What year did you first hear about fracking? Shale gas? Or Williston North Dakota? If Bush was the president, congratulations, if not, you need to do better.

Way back when most people had not heard of these things I had, because I read business magazines, and watch business news, and absorb information like a sponge. I wanted to invest in natural gas, so what did I do, I bought pipelines in the form of MLPs, which are great dividend plays. I didn’t buy drillers or producers because I wasn’t investing based on the price of natural gas, I didn’t think drillers would make a ton of money. Pipelines however are a play on volume, and I thought the natural gas volume our country consumed would go up (at the very least, it wasn’t going to drop). I was right, I made a killing, even moreso thanks to this last Sunday’s news of the Kinder Morgan consolidation, a nice 15% pop on my MLP.

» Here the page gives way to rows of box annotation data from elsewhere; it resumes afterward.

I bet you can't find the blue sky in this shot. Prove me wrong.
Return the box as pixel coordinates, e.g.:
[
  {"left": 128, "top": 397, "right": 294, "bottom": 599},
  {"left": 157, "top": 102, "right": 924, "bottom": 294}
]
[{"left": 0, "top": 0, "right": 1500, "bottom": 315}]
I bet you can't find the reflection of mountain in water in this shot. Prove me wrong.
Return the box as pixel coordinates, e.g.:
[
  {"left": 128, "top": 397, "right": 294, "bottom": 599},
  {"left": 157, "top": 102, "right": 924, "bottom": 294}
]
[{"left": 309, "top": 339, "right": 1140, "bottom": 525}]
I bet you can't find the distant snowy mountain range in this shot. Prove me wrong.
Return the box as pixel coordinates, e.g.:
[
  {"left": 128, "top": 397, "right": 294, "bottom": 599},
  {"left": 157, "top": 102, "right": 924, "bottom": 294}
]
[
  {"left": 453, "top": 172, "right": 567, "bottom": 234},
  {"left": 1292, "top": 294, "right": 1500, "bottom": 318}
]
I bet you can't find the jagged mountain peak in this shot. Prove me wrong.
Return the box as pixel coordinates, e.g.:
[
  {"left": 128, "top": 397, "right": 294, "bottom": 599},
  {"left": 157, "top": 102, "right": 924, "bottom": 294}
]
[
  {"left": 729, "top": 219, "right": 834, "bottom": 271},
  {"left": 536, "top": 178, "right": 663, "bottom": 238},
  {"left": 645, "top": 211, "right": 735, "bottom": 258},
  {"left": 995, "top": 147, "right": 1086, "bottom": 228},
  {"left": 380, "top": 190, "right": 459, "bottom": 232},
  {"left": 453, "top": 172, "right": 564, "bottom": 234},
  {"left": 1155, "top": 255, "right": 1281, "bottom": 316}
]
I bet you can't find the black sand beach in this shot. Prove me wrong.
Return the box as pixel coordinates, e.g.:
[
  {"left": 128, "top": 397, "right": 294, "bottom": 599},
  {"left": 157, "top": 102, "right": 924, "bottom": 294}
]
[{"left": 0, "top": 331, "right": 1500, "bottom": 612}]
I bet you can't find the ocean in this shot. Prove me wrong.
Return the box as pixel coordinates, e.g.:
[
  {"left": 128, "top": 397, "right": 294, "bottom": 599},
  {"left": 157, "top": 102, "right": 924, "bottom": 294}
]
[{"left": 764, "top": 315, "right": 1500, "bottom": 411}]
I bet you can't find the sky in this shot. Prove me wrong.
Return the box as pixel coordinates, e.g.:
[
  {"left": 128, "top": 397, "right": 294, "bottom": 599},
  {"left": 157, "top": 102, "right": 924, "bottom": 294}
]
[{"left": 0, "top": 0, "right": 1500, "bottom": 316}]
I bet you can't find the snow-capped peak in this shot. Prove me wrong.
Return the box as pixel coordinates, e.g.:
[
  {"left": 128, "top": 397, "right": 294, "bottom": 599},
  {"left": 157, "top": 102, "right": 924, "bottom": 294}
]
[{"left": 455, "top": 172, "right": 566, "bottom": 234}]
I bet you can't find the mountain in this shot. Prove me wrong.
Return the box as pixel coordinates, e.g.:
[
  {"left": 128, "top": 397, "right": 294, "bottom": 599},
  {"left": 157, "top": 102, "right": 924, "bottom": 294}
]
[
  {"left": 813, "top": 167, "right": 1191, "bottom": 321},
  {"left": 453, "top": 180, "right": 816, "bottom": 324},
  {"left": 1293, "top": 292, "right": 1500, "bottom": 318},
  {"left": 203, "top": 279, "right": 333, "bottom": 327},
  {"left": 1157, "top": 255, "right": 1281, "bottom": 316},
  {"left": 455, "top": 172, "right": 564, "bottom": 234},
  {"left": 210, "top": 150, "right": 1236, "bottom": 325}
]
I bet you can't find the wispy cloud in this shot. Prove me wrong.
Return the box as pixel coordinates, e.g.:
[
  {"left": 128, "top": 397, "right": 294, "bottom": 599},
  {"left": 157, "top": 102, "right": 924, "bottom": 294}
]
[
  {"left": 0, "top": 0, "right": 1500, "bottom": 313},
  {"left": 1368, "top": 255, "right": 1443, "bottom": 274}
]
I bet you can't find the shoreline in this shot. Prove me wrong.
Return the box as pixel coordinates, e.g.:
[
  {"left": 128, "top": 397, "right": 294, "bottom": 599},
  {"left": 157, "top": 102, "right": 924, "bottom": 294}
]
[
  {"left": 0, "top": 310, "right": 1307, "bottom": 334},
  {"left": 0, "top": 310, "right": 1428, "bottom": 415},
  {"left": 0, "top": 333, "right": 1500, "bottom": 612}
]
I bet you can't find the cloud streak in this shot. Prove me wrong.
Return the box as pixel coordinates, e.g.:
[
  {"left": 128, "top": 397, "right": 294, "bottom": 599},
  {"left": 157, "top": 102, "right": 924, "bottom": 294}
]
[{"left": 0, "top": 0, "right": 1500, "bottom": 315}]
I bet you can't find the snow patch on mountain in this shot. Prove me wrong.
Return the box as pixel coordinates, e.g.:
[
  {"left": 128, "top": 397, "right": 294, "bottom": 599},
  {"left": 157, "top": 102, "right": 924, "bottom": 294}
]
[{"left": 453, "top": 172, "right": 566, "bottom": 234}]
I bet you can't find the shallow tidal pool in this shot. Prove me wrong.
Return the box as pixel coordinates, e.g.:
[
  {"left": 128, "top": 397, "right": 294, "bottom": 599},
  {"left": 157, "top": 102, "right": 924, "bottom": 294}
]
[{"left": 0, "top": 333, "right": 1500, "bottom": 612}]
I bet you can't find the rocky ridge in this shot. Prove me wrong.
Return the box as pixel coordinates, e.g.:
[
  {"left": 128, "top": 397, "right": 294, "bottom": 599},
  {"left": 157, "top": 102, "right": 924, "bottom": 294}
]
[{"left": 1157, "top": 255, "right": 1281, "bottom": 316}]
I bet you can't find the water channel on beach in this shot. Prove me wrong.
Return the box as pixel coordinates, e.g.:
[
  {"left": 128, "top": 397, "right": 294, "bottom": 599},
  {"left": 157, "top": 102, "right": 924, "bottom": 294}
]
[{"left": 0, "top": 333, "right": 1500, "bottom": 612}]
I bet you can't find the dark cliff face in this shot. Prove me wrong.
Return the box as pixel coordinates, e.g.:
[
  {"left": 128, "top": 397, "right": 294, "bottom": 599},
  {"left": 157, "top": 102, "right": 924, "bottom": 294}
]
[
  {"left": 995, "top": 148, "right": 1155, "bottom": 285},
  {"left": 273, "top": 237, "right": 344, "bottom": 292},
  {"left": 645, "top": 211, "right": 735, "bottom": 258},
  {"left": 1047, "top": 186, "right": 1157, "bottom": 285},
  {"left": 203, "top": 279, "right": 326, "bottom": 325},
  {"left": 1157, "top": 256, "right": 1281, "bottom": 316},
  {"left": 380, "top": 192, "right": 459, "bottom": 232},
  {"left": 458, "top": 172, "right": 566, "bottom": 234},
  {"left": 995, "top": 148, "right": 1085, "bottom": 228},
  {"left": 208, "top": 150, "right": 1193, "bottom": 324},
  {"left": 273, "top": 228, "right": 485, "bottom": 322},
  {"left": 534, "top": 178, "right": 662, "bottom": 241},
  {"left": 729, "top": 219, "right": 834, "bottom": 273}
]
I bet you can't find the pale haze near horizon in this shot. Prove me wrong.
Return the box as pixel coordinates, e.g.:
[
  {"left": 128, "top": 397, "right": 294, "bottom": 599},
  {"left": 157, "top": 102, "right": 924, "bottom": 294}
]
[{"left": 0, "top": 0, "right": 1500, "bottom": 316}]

MLPs are supposed to be boring businesses that spin off income (sometimes nontaxable) but don’t necessarily grow much. Thanks to the recent growth in the US gas industry I’ve enjoyed both dividends and really nice capital appreciation, its been fun, and while I might still recommend MLPs (especially for people in a high tax bracket, near retirement, who expect to be in a lower tax bracket in retirement – and of course who would hold the MLPs in a taxable account). I think the easiest money there has been made.

So for myself I again started thinking, what happens when you have abundant cheap energy in the form of natural gas? For one thing manufacturing moves back into our country. Foreign automakers are now exporting US made cars from here, we’re one of the cheapest places in the world to manufacture because of our energy costs (please, don’t screw it up Washington). Labor might be cheap in China, but energy is cheap here, and cheap energy allows us to pay more for labor (so, hey liberals, stop fighting energy).

I ended up zeroing in on two companies, Dow Chemical and US Steel. These might not seem obvious natural gas plays at first glance, but they are if you look closer. Dow Chemical makes a ton of products, most of which need hydrocarbons for feedstock, they can use almost any hydrocarbon, it is merely a price issue, and when Nat Gas was over $10 MCF they were hurting, I remember seeing the CEO talk about trying to pass on increased costs to customers. Now what happens when Nat Gas falls to $2 MCF? That is like McDonalds if beef costs drop 80%. Profits will be made. Dow was a little beat-up, but not too bad. I also knew, being a Michigan resident, that the state had just repealed the patently stupid Michigan Business Tax (a tax on gross revenue, not net income, seriously, how stupid is that?) and was in the process of phasing out the Business Personal Property Tax (a yearly tax on equipment your business owns, like paying sales tax on your equipment every year). Dow is obviously a global company with facilities all over, but being headquartered in Michigan with plants here I knew they’d get at least some benefit from those changes, and the natural gas feed stock. Nice dividend too, so I bought some, and that also worked out well.

Then there is US Steel, once a $100 stock, now down, sharply, in a short period to under $20. Their problem was management and labor and they fell during the recession but opted out of the recovery because of poor management, but they also stood poised to benefit from cheap US energy. Have you ever seen a steel mill? One of the most amazing sites possible to see is an steel arc furnace go to work, when it first turns on, it is amazing. Have you ever seen a steel mill, did you notice the massive power lines heading in? Those things use a ton of electricity, and cheap natural gas means relatively cheap electricity here in the US vs overseas. That should give us steel makers a competitive advantage. Additionally, the manufacturing renaissance in the US also needs steel, and of course, the oil and gas industry itself (IMO the main reason the recession ended) needs steel. I’ve almost doubled my money now on US Steel (symbol of X by the way) in only around a year. They also have a decent dividend.

Anyone have any other ideas for downstream plays for the natural gas boom? Or any other big picture ideas? The trick to making really good money is getting in before everyone else does. What are the growth industries of tommorow?

Full disclosure: I’m long everything I mentioned here.